Yes, I suspect the property has air leaks, and I don’t think the uPVC is the worlds highest quality either. One thing I did before I moved in was seal under every skirting board → floor as this is a big source of drafts (and also makes carpet edges dirty). I think this made a decent difference as you could really feel cold air coming in there.
Buffer tanks seem contentious, with some people advocating for them and others designing them out. I’ve considered a few times putting one in but have instead tried to match the emitter output to heatpump output by better zoning. I don’t want the upheaval or really want to give up the space needed for one.
@dMb Thanks for these suggestions. I’ve thought long and hard about COP, and ended up with your conclusion. The heatpump may take slightly more power running at night due to temp, but this is vastly out weighed by the cost of on-peak electricity.
I think you’re right on the weather forecast, for both avoiding unnecessary heating and also the likelihood of having PV energy to use. Doing this in practice may be difficult (matching the PV prediction), due to so many variables (temp inside and out, sun brightness, duration etc)
I’ll continue my experiment, tried for first time last night. Sod’s law though, while I haven’t called for heat once today, that’s more likely due to the outside being 15C and sun in the sky rather than floor pre-charging.
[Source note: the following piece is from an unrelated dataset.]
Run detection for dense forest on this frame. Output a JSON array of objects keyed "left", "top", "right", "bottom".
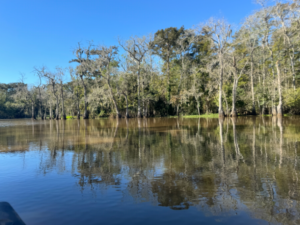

If you or anyone has any further thoughts or experiences, please let me know.
I’d also considered the idea of just let the heatpump run at lowest LTW with weather comp 24/7, but the lowest power this thing will consume in any circumstance is 1.3Kw, which would mean around £10 a day.
The problem with the LWT being too low is the rads KW output drops drastically leading to 10 minute cycling on the ASHP as it can’t dissipate approx 5Kw of heat minimum output. Upping the temp to 40C allows the rads to dissipate more at no increased power input (as the ASHP can’t output less heat - unless it’s really cold outside and I’d want higher LWT anyway).